Search code examples
rrandomfloating-pointcross-platform

In R, how can I get PRNG to give identical floating point numbers between platforms?


Running the following code in R 4.1.1 gives different results between platforms.

set.seed(1)
x <- rnorm(3)[3]
print(x, 22)

# -0.83562861241004716      # intel windows
# -0.8356286124100471557341 # m1 mac

print(round(x, 15), 22)
# -0.83562861241004704      # intel windows
# -0.8356286124100470447118 # m1 mac

I know the size of difference is below .Machine$double.eps and the extra digits do not carry meaningful information.

I am not happy with the fact that extra digits exist. How can I ensure exactly consistent results? Is there an RNG library that achieves this?

EDIT:

The bit representation is different.

set.seed(1)
x <- rnorm(100)
x <- sum(x)
SoDA::binaryRep(x)

.10101110001110000100001111110111000010011001011111011 # intel windows
.10101110001110000100001111110111000010011001011111110 # m1 mac

Bits are also different in runif(). This suggests that the uniform-to-gaussian conversion is not the only breaking point.

set.seed(1)
x <- runif(10000000)
x <- sum(x)
SoDA::binaryRep(x)

# kind = "Mersenne-Twister"
.10011000100101000110100110111100101000100000101100000 # intel windows
.10011000100101000110100110111100101000011111001100000 # m1 mac
# kind = "Wichmann-Hill"
.10011000100111111110101000100001001001010100000011011 # intel windows
.10011000100111111110101000100001001001010100001001010 # m1 mac
# kind = "Marsaglia-Multicarry"
.10011000100011100110000010000001011100011110100001110 # intel windows
.10011000100011100110000010000001011100011110001010000 # m1 mac
# kind = "Super-Duper"
.10011000100010011010010110100001000101100011101011110 # intel windows
.10011000100010011010010110100001000101100100001111101 # m1 mac
# kind = "Knuth-TAOCP-2002"
.10011000101000110101010111000111010011101001000101100 # intel windows
.10011000101000110101010111000111010011101001000101101 # m1 mac
# kind = "Knuth-TAOCP"
.10011000100110001011010011000001011001001110011111000 # intel windows
.10011000100110001011010011000001011001001110011111001 # m1 mac
# kind = "L'Ecuyer-CMRG"
.10011000100100010110100101101001011000000111010110101 # intel windows
.10011000100100010110100101101001011000001000010100001 # m1 mac

Solution

  • (Comments from Oct. 29 and Nov. 2 moved here and edited.)

    I should note that such subtle reproducibility issues with pseudorandom number generators (PRNGs) can occur when floating-point arithmetic is involved. For instance, Intel's instruction set architecture might make use of 80-bit extended precision for internal arithmetic. Extended precision, though, is only one way (among a host of others) that floating-point arithmetic might lead to non-reproducible pseudorandom numbers. Consider that Intel's and Arm's instruction set architectures are different enough to cause reproducibility issues. (If I understand, an Arm instruction set is what is used in Apple's M1 chip.)
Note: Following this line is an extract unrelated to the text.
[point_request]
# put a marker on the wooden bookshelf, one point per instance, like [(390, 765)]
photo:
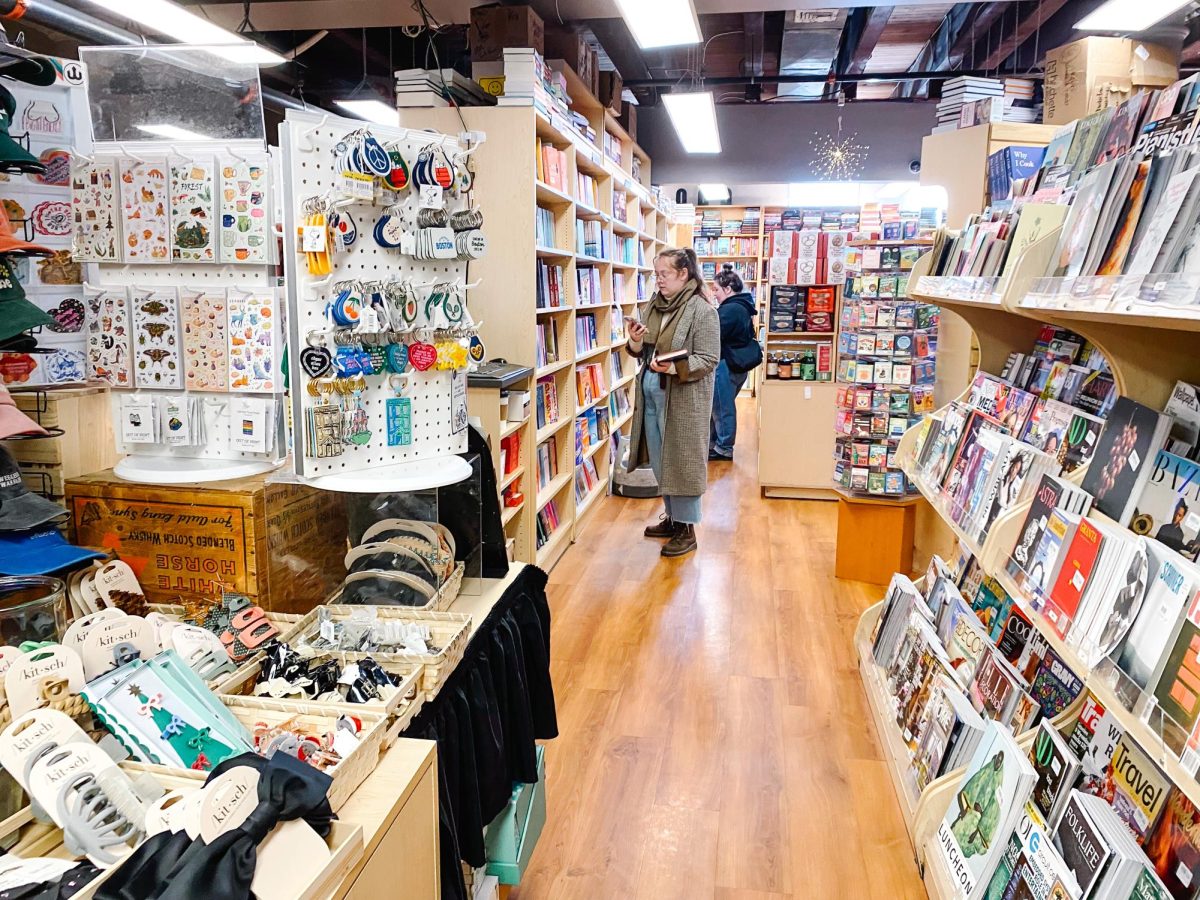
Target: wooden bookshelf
[(1146, 354), (509, 190)]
    By contrast, integer arithmetic has fewer reproducibility problems.

    Thus, if bit-for-bit reproducibility matters to you, you should try to find an R language PRNG that uses only integer operations. (Indeed, computers generate pseudorandom floating-point numbers via integers, not the other way around, and most PRNGs produce integers, not floating-point numbers.)

    For instance, for uniform variates, take the integer output of the Mersenne Twister algorithm without manipulating it. For Gaussian (and exponential) random variates, there is fortunately an algorithm by Karney that generates arbitrary-precision variates with only integer operations. Also, consider rational arithmetic built on underlying integer operations.

    REFERENCES:

    Karney, C.F.F., 2016. Sampling exactly from the normal distribution. ACM Transactions on Mathematical Software (TOMS), 42(1), pp.1-14.